A NASA team tasked with fleshing out President Barack Obama’s overhaul of the nation’s human spaceflight program has briefed NASA Administrator Charles Bolden and his deputy on a deep space exploration plan that rejects some key assumptions of the president’s strategy but aligns with a version of the NASA authorization bill approved by the full Senate in August.

Dubbed the Human Exploration Framework Team (HEFT), the group of NASA field center employees spent four months looking at the hardware that would be needed to heed the president’s call for sending astronauts to an asteroid by 2025.

In outlining his proposal in April, Obama proposed spending up to five years and some $3 billion researching heavy-lift propulsion technologies before choosing a design for the United States’ first exploration-class rocket since Saturn 5. The president also reversed an earlier decision to cancel the Orion Crew Exploration Vehicle, directing NASA to use the capsule as the basis for a space station crew lifeboat.

In outlining a human asteroid mission that would launch several years past Obama’s 2025 deadline, the HEFT recommended NASA begin work immediately on a space shuttle-derived heavy-lift rocket, skipping the five years of exploratory research Obama proposed. A set of the HEFT’s charts, dated Sept. 2, were posted on the NASA Watch website.

“There is no benefit to delaying work” on the heavy-lifter, the charts say, adding that waiting until 2015 to select a basic design would limit NASA’s options and hamper exploration planning.

NASA spokesman Michael Braukus said Sept. 10 that Bolden, NASA Deputy Administrator Lori Garver and Doug Cooke, NASA associate administrator for exploration systems, have been briefed on the HEFT’s findings. He said no decisions have been made.

But the HEFT’s preliminary assessment found key elements of the president’s plans untenable and recommended NASA begin immediately building a space shuttle-derived heavy-lifter and retaining Orion for deep space missions, according to the briefing charts.

Before proposing a shuttle-derived design that represents NASA’s best choice for an exploration-class rocket capable of boosting 100 metric tons into orbit, the HEFT considered a heavy-lift design that would incorporate kerosene-fueled main engines and boosters of the sort the Obama administration has talked about developing under its $3 billion heavy-lift propulsion research initiative.

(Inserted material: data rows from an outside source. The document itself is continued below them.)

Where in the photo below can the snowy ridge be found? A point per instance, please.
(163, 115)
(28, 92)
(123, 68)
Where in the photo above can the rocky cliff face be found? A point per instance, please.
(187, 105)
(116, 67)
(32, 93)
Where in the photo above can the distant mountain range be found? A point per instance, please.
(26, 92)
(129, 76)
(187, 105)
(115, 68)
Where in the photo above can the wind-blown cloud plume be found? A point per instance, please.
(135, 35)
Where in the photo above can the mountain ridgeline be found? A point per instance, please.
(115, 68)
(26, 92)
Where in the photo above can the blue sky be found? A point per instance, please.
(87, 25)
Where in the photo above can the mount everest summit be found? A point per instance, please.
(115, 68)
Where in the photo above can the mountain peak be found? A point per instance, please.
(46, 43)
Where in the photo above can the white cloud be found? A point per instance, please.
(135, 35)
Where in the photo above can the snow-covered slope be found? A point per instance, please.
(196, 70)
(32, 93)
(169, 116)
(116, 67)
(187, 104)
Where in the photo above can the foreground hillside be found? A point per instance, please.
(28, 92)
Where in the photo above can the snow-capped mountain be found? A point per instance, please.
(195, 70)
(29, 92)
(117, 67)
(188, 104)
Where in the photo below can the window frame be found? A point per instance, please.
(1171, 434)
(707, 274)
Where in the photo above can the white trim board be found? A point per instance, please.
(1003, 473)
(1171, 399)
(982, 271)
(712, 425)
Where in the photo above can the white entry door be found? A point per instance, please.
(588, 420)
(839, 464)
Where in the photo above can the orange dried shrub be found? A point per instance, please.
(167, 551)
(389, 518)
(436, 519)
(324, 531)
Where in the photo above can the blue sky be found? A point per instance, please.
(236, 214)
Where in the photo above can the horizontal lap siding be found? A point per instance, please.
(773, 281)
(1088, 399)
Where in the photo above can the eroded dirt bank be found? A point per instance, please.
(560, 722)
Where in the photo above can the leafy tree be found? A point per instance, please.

However, building such a rocket, the HEFT charts say, would cost more than NASA could afford without help from the U.S. Defense Department, which currently relies on the Russian-built RD-180 kerosene engine to power the Atlas 5 rocket.

The HEFT plan also incorporates the Orion crew capsule, but says building a crew lifeboat for the station “diverts near-term resources” that could be better aligned with advancing human space exploration beyond low Earth orbit. Instead, the HEFT proposes developing an Orion-derived direct-return capsule and a separate, in-house NASA effort to build an exploration spacecraft.

To pay for the architecture, the HEFT recommends focusing technology development on sending humans beyond low Earth orbit and drawing on proposed investments central to Obama’s vision  including flagship technology demonstrations, robotic precursor missions, heavy-lift propulsion technologies, exploration technology demonstrations and human research.

In August, the Senate approved a three-year NASA authorization bill that calls for spending $2.75 billion next year to begin building a heavy-lift launcher initially capable of delivering between 70 and 100 metric tons to low Earth orbit and continuing development of a crew vehicle for space exploration missions by 2016.

Former NASA Administrator Mike Griffin said in a Sept. 9 speech on Capitol Hill that the Senate bill should remove the 70 to 100 metric-ton minimum and retain language that requires an operational capability of at least 130 metric tons, though he said “150 metric tons would be enormously better, if we are to build the technical means for manned journeys to Mars in this century.”